The Oracle of Omaha, however, had his own moment when his biases came through and drowned logic, when he said that the popular trading app Robinhood was "part of the casino aspect, the casino group, that has joined the stock market in the last year and a half."
Let’s make one thing clear right away. If you think that the "casino aspect" in the market has only been around for a year and a half, you are deluding yourself. It is the oldest criticism of trading in existence, probably going back as far as 1611, when the Dutch East India Company created the world’s first stock exchange in Amsterdam. And if you think that it an unfounded criticism, let me tell you as someone who spent decades in dealing rooms that it is not. I witnessed people literally flipping a coin before deciding which position to take, then throwing millions of dollars at the resulting trade.
For long-term investors, however, that casino aspect of markets is not a bug, it is a feature. Without it, Buffett wouldn’t have the billions that he has now. His investing style is to take advantage of uninformed trading, greed, panic, and irrational exuberance of others, and raking in the results.
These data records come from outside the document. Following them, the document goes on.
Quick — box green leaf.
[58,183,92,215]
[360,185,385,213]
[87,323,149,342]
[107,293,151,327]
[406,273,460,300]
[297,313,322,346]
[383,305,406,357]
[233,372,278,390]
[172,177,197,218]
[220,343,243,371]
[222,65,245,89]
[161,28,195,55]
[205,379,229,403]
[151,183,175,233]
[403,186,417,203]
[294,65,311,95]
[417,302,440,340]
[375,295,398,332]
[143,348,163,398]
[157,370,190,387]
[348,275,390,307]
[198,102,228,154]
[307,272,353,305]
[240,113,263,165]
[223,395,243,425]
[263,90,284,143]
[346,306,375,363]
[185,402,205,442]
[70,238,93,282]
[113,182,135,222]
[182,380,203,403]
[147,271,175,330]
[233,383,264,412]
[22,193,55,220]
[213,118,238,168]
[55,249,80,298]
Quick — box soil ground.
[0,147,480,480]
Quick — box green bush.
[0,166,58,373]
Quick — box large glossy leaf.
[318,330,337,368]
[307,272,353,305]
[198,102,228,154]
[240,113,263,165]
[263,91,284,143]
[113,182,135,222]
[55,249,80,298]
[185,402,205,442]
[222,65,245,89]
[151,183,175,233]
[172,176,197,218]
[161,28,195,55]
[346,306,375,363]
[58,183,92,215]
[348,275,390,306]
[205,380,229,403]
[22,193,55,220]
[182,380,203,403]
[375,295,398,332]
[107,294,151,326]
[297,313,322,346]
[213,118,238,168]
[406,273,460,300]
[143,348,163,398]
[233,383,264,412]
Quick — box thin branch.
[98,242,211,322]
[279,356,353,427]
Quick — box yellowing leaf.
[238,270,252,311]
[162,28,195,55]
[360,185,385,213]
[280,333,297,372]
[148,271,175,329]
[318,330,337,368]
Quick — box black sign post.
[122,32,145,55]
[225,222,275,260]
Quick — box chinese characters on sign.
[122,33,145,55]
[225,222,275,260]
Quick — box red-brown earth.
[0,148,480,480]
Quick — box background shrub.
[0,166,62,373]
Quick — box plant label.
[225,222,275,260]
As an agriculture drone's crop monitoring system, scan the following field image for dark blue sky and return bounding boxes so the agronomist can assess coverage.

As with Munger’s bitcoin-related spleen-venting, while this is an understandable example of an old man with a lot of money who doesn’t care what people, there is a potential problem with the perception of this. Because, really, at the end of the day, it sounds a lot like a wealthy and privileged old white guys taking umbrage at the fact that ordinary people like you and I have access to their once-private playground, the place that also happens to be the source of their massive wealth.
That isn’t a good look, and the further Buffett went into his reasons, the worse it got. He said he was unhappy to learn about the level of short-term options activity in Apple (AAPL) stock, for example, and assumed it was coming through Robinhood. If you have a problem with options and options traders having an outsized, massively leveraged influence on a stock, fine, but maybe you should have been concerned before, when desk traders were jumping in and out of huge options positions and distorting markets in the short-term, rather than waiting until the little guy came in for his slice of the pie.
Of course, all that being said, he isn't wrong in saying that there potentially are problems coming for some people involved with both bitcoin and app-based, leveraged trading. At some point, the markets will correct. It always does, and when it does, there will be enough people hurt for Munger and Buffett to say "we told you so" in no uncertain terms.
In the meantime, though, these two market phenomena are creating massive wealth for people who previously had no access to it, and no matter how much you may believe that it will end badly, attacking them sounds more like privileged petulance than relevant commentary.
The views and opinions expressed herein are the views and opinions of the author and do not necessarily reflect those of Nasdaq, Inc.